Amiens claims to have been badly damaged in both World Wars and that is why a lot of the old buildings are no longer there. However, the ‘miraculous’ sparing of the tourist-magnetic Gothic cathedral may reveal a darker truth.
My own theory is that there was a more recent covert operation to surreptitiously remove all the quaint little medieval buildings one by one. I reckon they demolished them at the rate of one a night whilst everyone was asleep. Over a couple of months, and before anyone had noticed, they’d managed to transform Amiens into Croydon i.e. a vacuous place with nothing but coffee, phone, sportswear and betting shops.
So now Amiens is a bustling shopping hub with little charm, unless you are a caffeine-addicted text-junky gambler with a penchant for labels being worn on the outside of your inflammable tracksuit bottoms. Making a French city into one huge shopping-mall is all well and good, but if you are visiting from the UK you’ll find that your meek and subservient English pound will currently buy you sod-all when it locks horns with the mighty Euro. At the latest exchange rate I was able to buy only a postcard, a croissant and an onion for £523. And that was after haggling over the onion.
Having said that, there is a very nice zoo in Amiens where I was able to negotiate with a gibbon over a banana. The banana was a snip at only £68. Also included in your entrance price are amusing penguins and smelly elephants.
Rather than banana-trading with streetwise gibbons, a much more profitable time with animals can be found at Amiens Hippodrome. This is a race track for horses, not hippopotami. They don’t race hippos any more, that was banned many years ago along with mole-teasing and weasel-sharpening.

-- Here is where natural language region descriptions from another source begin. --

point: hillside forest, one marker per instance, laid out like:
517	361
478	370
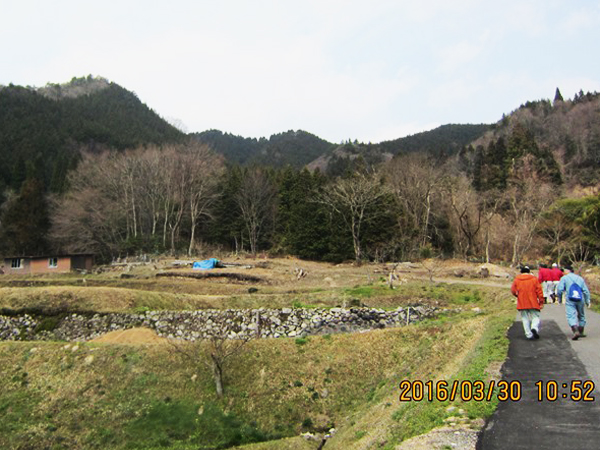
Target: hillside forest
86	167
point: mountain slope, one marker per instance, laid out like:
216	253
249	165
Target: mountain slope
294	148
562	138
42	129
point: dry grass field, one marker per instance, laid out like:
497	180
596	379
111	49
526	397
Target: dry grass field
133	390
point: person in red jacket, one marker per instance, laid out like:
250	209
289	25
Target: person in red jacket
530	301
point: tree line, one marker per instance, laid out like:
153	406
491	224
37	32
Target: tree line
184	199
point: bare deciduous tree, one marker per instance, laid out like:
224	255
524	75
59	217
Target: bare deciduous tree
416	182
256	200
351	198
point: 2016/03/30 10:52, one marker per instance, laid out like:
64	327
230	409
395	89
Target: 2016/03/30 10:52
503	390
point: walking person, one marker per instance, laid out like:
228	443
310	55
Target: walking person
554	274
530	301
577	296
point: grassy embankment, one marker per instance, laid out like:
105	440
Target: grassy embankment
59	395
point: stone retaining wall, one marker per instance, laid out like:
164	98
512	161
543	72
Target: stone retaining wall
193	325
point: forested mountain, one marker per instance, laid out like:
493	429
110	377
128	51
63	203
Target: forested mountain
42	130
560	138
294	148
506	191
440	142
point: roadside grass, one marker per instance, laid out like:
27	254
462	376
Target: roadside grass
164	297
483	346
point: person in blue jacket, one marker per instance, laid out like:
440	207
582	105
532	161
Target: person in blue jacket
577	296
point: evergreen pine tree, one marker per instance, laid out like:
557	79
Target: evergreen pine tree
558	96
26	222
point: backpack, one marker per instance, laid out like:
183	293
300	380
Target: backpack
575	293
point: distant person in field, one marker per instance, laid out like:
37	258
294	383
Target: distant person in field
530	301
544	279
555	275
577	296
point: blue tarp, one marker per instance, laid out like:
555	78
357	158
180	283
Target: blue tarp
207	264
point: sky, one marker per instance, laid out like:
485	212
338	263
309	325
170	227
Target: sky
367	70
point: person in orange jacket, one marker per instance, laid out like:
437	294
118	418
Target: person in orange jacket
530	301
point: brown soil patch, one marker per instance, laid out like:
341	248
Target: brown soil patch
134	336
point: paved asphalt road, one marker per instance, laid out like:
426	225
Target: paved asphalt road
530	424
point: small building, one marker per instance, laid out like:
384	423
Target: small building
27	265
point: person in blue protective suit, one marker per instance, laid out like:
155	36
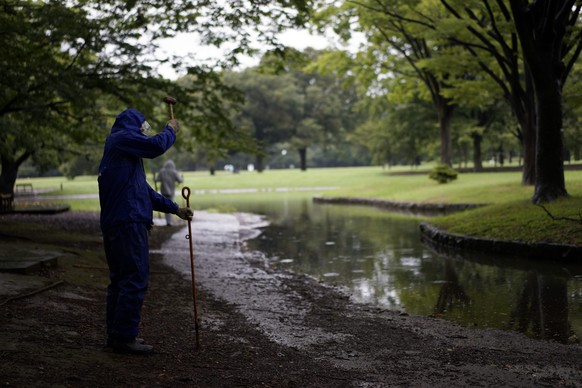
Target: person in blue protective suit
127	204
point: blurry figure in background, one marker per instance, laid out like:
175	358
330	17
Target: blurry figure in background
168	176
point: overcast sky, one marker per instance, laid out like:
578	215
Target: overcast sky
183	45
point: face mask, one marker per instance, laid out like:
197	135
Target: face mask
145	127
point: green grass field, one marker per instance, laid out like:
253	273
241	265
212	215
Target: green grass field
509	216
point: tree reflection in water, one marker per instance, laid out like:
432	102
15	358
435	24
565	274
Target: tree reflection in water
541	310
380	258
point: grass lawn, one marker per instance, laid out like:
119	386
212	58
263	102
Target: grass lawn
509	216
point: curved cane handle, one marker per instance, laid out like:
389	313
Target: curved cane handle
186	195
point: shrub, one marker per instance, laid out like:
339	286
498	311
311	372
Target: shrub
443	173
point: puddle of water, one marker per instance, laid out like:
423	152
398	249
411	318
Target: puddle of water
380	258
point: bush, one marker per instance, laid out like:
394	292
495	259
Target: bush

As well as seeing which horse can run the fastest, as you would expect at the races, they also engage in a continental oddity called ‘trotting’. Trotting is where the jockey sits in a little chariot right behind the horse’s bum. This can be mighty unpleasant if the horse suddenly slams on its brakes. There’s a French charity that exists to provide mental-health support to jockeys that have been traumatised by having seen far too much of the inside of a horse’s rectum.
In ‘trotting’ the horses have to run in a certain way, i.e. a trot, and they are not allowed to break into an all-out sprint. To ensure fair play there is a mini-bus full of referees that follow the horses around to make sure they trot properly and they aren’t tempted into a sneaky gallop. They also watch out for Ben-Hur type blades coming out of the chariot wheels.
On the evening I visited the Hippodrome I was quite clever with my investments and I managed to make a profit of two Euros on my bets. This may seem like a small amount but once I got home, and exchanged my money into English pounds, this was enough to buy a three-bedroom house in Chelsea.